El sindicato pone el foco en una consecuencia directa y dolorosa de este hundimiento: el vínculo ineludible entre la falta de empleo registrado y el aumento de la indigencia. Vallejos advirtió que la precarización laboral es el motor de la exclusión social, ya que un trabajador fuera del sistema carece de aportes previsionales y, fundamentalmente, de cobertura de salud para su familia. «Cuando aumenta el trabajo registrado, disminuye la pobreza», afirmó el dirigente, subrayando que el actual modelo está empujando a los trabajadores hacia la marginalidad ante la mirada indiferente de las autoridades nacionales.
En medio de este caos, el debate sobre la “modernización laboral” que impulsa el Ejecutivo es visto con total desconfianza por la UOCRA. Para el gremio, no se trata de una novedad, sino de un reciclaje de viejas recetas de flexibilidad laboral que ya fracasaron en décadas pasadas y que nunca generaron empleos genuinos.
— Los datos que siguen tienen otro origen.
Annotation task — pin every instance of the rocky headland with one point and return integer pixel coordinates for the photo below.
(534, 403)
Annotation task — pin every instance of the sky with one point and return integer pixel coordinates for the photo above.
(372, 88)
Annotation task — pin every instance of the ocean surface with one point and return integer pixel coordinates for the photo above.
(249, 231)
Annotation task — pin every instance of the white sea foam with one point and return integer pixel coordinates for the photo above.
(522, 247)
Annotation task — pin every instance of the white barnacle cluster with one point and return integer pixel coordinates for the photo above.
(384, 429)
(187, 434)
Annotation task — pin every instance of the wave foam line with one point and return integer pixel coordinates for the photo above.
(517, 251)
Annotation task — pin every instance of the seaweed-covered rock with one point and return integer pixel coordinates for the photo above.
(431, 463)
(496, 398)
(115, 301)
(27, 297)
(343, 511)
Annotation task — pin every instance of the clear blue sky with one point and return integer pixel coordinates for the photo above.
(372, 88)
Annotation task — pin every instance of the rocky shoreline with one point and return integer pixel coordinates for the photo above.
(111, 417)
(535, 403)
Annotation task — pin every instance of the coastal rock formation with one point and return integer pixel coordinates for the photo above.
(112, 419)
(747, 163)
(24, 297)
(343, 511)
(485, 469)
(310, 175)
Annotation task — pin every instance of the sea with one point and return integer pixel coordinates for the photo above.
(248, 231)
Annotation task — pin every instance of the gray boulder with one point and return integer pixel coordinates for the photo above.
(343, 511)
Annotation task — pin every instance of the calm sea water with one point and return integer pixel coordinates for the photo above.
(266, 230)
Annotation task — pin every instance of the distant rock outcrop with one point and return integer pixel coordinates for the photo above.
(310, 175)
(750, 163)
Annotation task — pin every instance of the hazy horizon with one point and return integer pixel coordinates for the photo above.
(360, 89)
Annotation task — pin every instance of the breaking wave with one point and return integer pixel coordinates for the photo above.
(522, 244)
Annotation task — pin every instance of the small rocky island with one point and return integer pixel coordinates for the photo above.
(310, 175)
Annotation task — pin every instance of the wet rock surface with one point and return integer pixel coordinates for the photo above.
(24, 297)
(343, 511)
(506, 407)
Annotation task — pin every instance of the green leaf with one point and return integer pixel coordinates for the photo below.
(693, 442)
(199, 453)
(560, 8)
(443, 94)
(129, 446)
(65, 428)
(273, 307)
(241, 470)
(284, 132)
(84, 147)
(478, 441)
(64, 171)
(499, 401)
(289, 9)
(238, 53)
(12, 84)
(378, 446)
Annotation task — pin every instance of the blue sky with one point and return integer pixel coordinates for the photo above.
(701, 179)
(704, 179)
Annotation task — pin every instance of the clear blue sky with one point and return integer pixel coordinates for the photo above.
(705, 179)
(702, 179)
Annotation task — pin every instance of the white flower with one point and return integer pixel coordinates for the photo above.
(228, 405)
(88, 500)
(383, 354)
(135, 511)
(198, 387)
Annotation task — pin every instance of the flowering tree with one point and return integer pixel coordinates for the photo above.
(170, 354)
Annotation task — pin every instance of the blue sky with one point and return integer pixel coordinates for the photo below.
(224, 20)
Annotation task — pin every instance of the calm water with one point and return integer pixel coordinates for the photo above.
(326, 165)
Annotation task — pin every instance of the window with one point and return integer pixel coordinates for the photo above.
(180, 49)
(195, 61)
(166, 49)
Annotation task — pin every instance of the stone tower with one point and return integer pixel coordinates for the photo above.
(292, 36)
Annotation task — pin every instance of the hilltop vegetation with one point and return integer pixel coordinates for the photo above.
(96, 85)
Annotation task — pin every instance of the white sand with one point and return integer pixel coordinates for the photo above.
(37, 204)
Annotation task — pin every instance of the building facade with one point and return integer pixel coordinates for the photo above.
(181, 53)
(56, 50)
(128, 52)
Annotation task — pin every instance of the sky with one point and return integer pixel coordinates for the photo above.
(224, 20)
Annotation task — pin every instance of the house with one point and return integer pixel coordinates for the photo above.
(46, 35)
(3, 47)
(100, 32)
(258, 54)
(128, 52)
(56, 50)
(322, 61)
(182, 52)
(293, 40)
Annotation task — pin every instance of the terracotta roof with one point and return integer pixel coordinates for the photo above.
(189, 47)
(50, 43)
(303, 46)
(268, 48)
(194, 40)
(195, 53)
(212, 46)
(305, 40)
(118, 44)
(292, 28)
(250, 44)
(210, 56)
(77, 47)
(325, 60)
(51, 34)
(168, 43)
Vallejos criticó duramente que tanto los trabajadores como el empresariado hayan sido excluidos de la discusión sobre la adecuación normativa ante la tecnología, denunciando que las reformas planteadas bajo presión internacional atentan contra conquistas históricas por las que muchos obreros perdieron la vida.
Hacia adelante, el balance de la primera quincena de enero deja una perspectiva sombría para el resto del trimestre, con una inflación que, según el gremio, los índices del INDEC no alcanzan a reflejar en su totalidad en el bolsillo del trabajador. La salida de esta crisis profunda requiere necesariamente de la reactivación del sector privado y de una inversión estatal que se traduzca en realidades tangibles y no solo en anuncios. Mientras tanto, la Regional Misiones de la UOCRA ya confirmó que se plegará a las medidas de fuerza de la CGT, dispuesta a dar pelea para que el hundimiento del sector no termine por sepultar los derechos básicos de los trabajadores.